About the guy in Petco/smart (I can't remember) - he's an idiot. I would NEVER get a dog, no matter what breed, without researching it first for general temperment, care, etc. I would have removed his dog from his arms, then opened the book to where it said "there are no teacups", showed it to him and rammed the book where the sun doesn't shine. But that's just me and my violent tendencies.


----------



## luv4mygirls (Feb 20, 2005)

yeah and don't forget the teacup poodles, yorkies, maltese and pom


----------



## chimama (May 14, 2004)

wow I just noticed you are from Michigan, me too! I am in Saginaw. so cool to have someone from the same state.


----------



## *Nicole* (Aug 9, 2005)

Did anyone notice the banner on this site that they advertise teacup chi's for sale???


----------



## SwEet_WiSHes (Mar 22, 2005)

Kool people from michigan!!!  
Karis, You should definetly come to the store Saturday, thats when we are haveing our Grand Opening!! With free pet photography! I want to bring Felony up but I have to work from 5am - 5pm. Maybe you could bring one of your babies :wink:


----------



## JOLIE'SMOM (Jul 15, 2005)

The breeder i bought Jolie from called her T-cupdanty1. Of course i have always known there are no teacup chihuahuas but i also know how i have failed at convincing anyone of this fact over the years. *sigh* People just refuse to believe it.

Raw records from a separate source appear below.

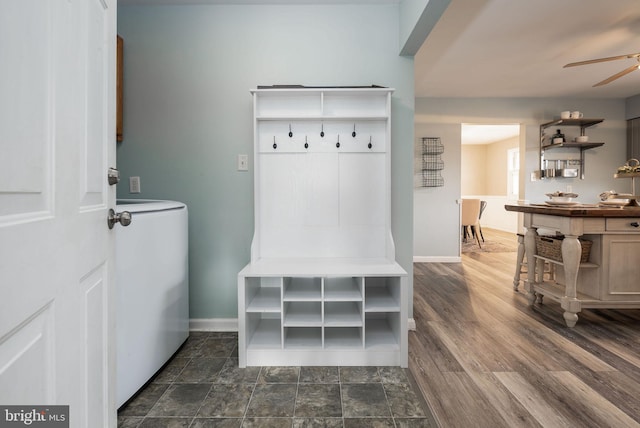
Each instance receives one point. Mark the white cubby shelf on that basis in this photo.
(323, 286)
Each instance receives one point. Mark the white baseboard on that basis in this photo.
(213, 324)
(231, 324)
(436, 259)
(411, 324)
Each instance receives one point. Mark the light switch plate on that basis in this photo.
(243, 162)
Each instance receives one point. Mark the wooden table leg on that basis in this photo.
(530, 251)
(571, 251)
(519, 262)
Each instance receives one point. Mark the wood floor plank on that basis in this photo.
(597, 409)
(533, 400)
(483, 357)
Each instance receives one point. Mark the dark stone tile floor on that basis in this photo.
(203, 387)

The guy with the 2.5lb puppy,,,sadly, i guess he'll be taking him back to the breeder, probably in the next 2-3 weeks, ( or maybe that's a good thing for the puppy) because i can promise if he weighs 2.5lbs at 9 weeks...he'll weigh alot more than 3 lbs when he's grown.


----------



## karis (Oct 2, 2004)

SwEet_WiSHes said:


> Kool people from michigan!!!
> Karis, You should definetly come to the store Saturday, thats when we are haveing our Grand Opening!! With free pet photography! I want to bring Felony up but I have to work from 5am - 5pm. Maybe you could bring one of your babies :wink:


I will definently be there sometime in the morning. I will probably bring Ella, I'm trying to get her socialized. She really likes just being in her carrier and walking around. Maybe I'll see you there!


----------



## BooMomma (Aug 23, 2005)

*teacup - blah!*

I am so glad to know that you guys know that there is no such thing as a "teacup"! We've had chihuahuas all my life and Mom (Jolie'sMom is also my mom lol) even sold chihuahuas from time to time - and people were always asking for teacups. We would always get so annoyed because we could never convince them that there was no such thing.

I agree with everyone else - that chihuahua is going to grow up to be a lot bigger than 3 lbs so I guess he will take him back. Sounds like that would be the best thing for the baby anyway - that way he can find a home where people will love him because he is a special dog, not because he fits into some stupid definition of what is exceptional.


----------